Certo, mi rendo conto che quanto ho scritto sembra un banale e inutile messaggio motivazionale lustrato con lo spray per i vetri, ma vi assicuro che non lo è ed ho un solo modo per dimostrarvelo: guardatevi indietro (non importa quando indietro andiate, va bene anche se pensate a cosa avete fatto stamattina) e ditemi se tutto quello che avete fatto era il frutto di un calcolo: ditemi che avete fatto tutto perché andava fatto, perché volevate essere efficienti, o se c’è qualcosa in mezzo a quelle azioni, anche solo un pallido raggio di sole infiltratosi fra le tapparelle chiuse della stanza in cui dormite, che, come quel raggio, voi credevate dovesse infiltrarsi nella vostra vita; lo credevate perché lo sentivate e non vi siete preoccupati di ponderare, non avete pensato ai rischi che avrebbe potuto scatenare, perché la vostra giornata, senza quel misero raggio di sole, non valeva la pena di esser vissuta.

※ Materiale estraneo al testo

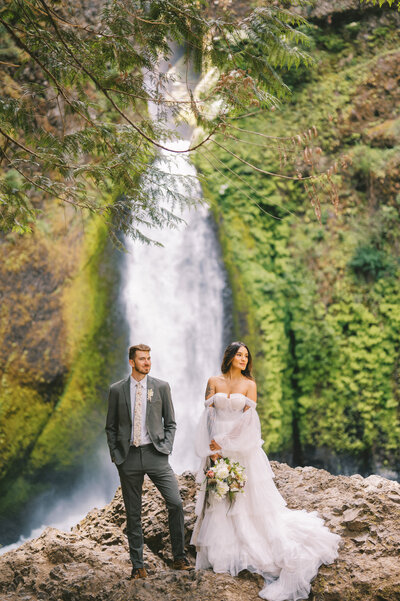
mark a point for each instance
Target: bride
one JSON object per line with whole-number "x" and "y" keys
{"x": 257, "y": 532}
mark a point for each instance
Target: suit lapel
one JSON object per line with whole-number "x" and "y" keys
{"x": 126, "y": 387}
{"x": 150, "y": 386}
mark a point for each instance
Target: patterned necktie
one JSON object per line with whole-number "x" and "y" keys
{"x": 137, "y": 416}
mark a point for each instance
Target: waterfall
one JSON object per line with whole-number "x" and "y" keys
{"x": 174, "y": 298}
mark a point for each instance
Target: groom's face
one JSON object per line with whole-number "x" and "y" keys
{"x": 141, "y": 362}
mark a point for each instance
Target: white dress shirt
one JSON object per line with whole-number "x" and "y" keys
{"x": 144, "y": 435}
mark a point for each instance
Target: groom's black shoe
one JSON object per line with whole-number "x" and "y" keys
{"x": 182, "y": 564}
{"x": 138, "y": 573}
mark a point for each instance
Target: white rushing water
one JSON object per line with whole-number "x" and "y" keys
{"x": 174, "y": 299}
{"x": 174, "y": 303}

Dunque, avete trovato quel raggio di sole? O siete delle AI che da mattina a sera, ogni giorno, ogni mese, ogni anno, hanno solo eseguito efficientemente i propri compiti?

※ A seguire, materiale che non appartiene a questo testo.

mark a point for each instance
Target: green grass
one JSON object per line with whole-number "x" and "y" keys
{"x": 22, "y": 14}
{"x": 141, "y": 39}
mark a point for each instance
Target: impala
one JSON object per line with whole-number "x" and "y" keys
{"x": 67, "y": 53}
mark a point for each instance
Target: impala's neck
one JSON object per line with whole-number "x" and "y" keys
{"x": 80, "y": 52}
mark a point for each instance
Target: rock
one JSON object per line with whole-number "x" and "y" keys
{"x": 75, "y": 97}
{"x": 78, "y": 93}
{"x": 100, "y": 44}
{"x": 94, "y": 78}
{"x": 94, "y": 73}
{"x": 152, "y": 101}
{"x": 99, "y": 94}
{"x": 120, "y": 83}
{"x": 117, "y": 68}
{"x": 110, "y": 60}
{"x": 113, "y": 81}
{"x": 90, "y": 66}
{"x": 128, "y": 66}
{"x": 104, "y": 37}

Non devo neanche augurarmelo, so che lo avete trovato, altrimenti non avreste perso il vostro tempo dietro a questo articolo; quello che intendevo dire è che, sì, può essere bello autodefinirsi e creare una sorta di comunità con chi sentiamo a noi più affini ma, magari, ciò che vi rende affini non sono le vostre scarpe, il vostro slang o il vostro cellulare, magari invece è qualcosa come un’idea che non può essere taciuta, come un’emozione talmente potente da oltrepassare i limiti dei secoli.